Mugabe and Tsvangirai met to discuss the disturbances after riot police drove the delegates out of the venue and cordoned it off. The two, along with Arthur Mutambara who heads a splinter faction of Tsvangirai’s Movement for Democratic Change (MDC), jointly addressed the media after their meeting. 

"We are here to say that we will not brook any further disturbances in the future. We must have this constitution done, it’s a necessity," Mugabe told reporters.

"We feel disturbed and we have a sense of abhorrence with what happened this morning. What happened is not in accordance with the letter and spirit of the global political agreement. This is not the time to be shouting insults to each other."

Tsvangirai said he hoped the parliamentary committee driving the constitutional reforms would regroup and resume the process.

"We had provided our people with hope and we have people trying to undermine that hope," Tsvangirai said.

"I hope that the speaker of parliament and the parliamentary select committee can put the process back on rail as soon as possible because we need this constitution."

 

NATIONAL INTERESTS

Both Mugabe and Tsvangirai ruled out a probe into the causes of the disruptions, stressing it was important to move forward.

"The question of whoever orchestrated that disruption is neither here nor there, we need to move forward for the benefit of the people. Let us put national interests above partisan interests," Tsvangirai said. 

The conference is part of a process which should lead to the adoption of a new national constitution and fresh elections in about two years.

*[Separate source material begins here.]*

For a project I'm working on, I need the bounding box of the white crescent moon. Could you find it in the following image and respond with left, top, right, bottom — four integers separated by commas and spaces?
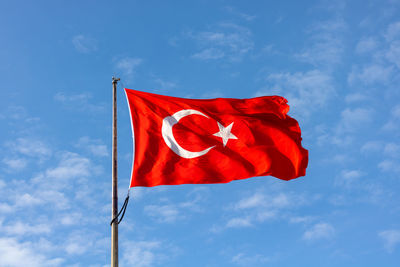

But the chaos reflected the divisions within the coalition government set up in a bid to end political paralysis and reverse a decade of economic decline.

Zimbabweans hope a new charter, replacing one inked in 1979 before independence from Britain, will strengthen the role of parliament and curtail the president’s powers, as well as guaranteeing civil liberties and political and media freedom.

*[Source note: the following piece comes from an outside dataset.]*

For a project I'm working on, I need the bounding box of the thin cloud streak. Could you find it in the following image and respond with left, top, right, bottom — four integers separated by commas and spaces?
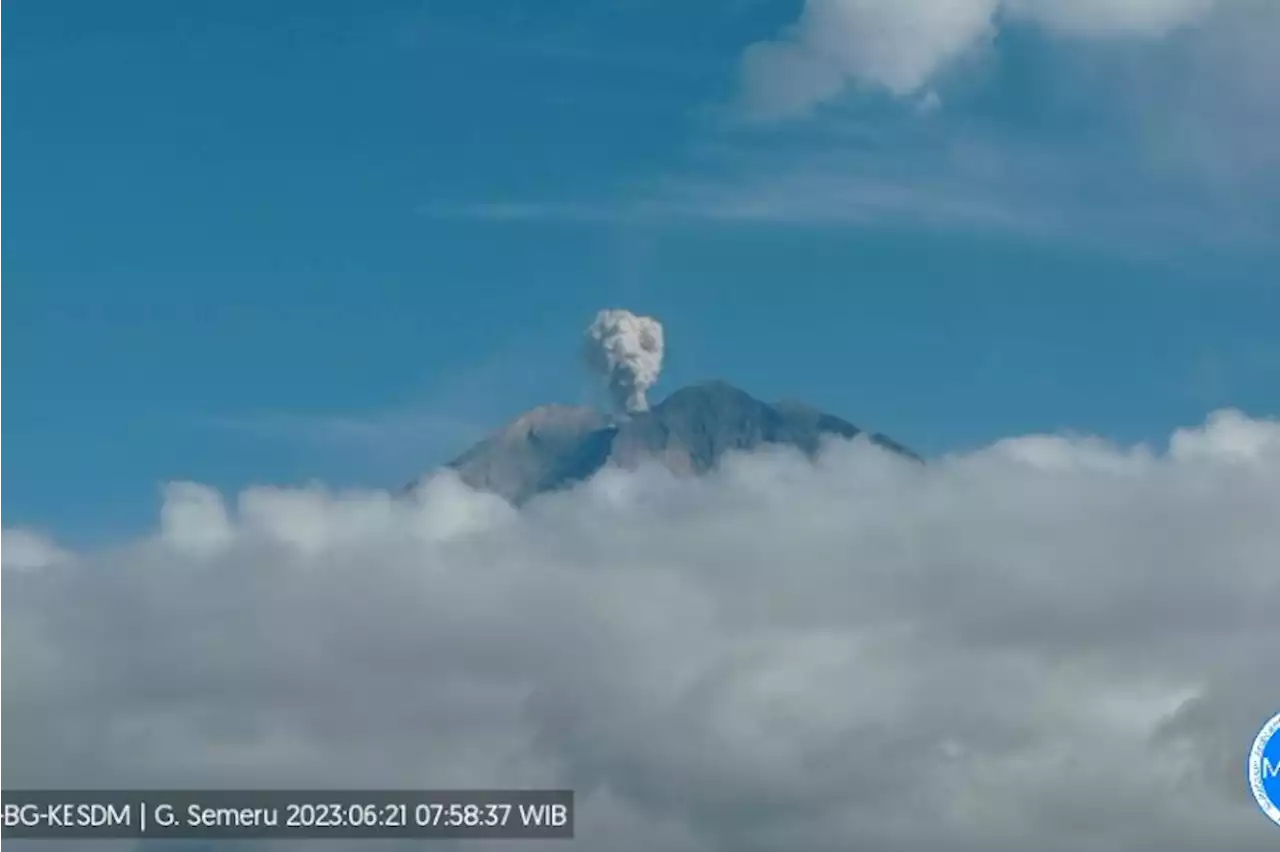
417, 200, 641, 225
419, 2, 1279, 254
416, 162, 1272, 252
199, 409, 480, 447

Trouble broke out between delegates from Tsvangirai’s MDC and Mugabe’s ZANU-PF during an opening statement by the speaker of parliament.

When Lovemore Moyo, from Tsvangirai’s MDC, got up to deliver his opening speech, he was drowned out by youths singing revolutionary songs and delegates heckling each other.

The youths were waving fists, a traditional symbol of Mugabe’s ZANU-PF party and singing the veteran leader’s praises.

In a statement, the MDC earlier accused ZANU-PF lawmakers and officials of organising youths to disrupt the conference.

"Judging by today’s events, ZANU-PF MPs (members of parliament) and the party’s delegates were clearly reading from a script whose sole agenda is to derail the constitution-making process," the MDC said.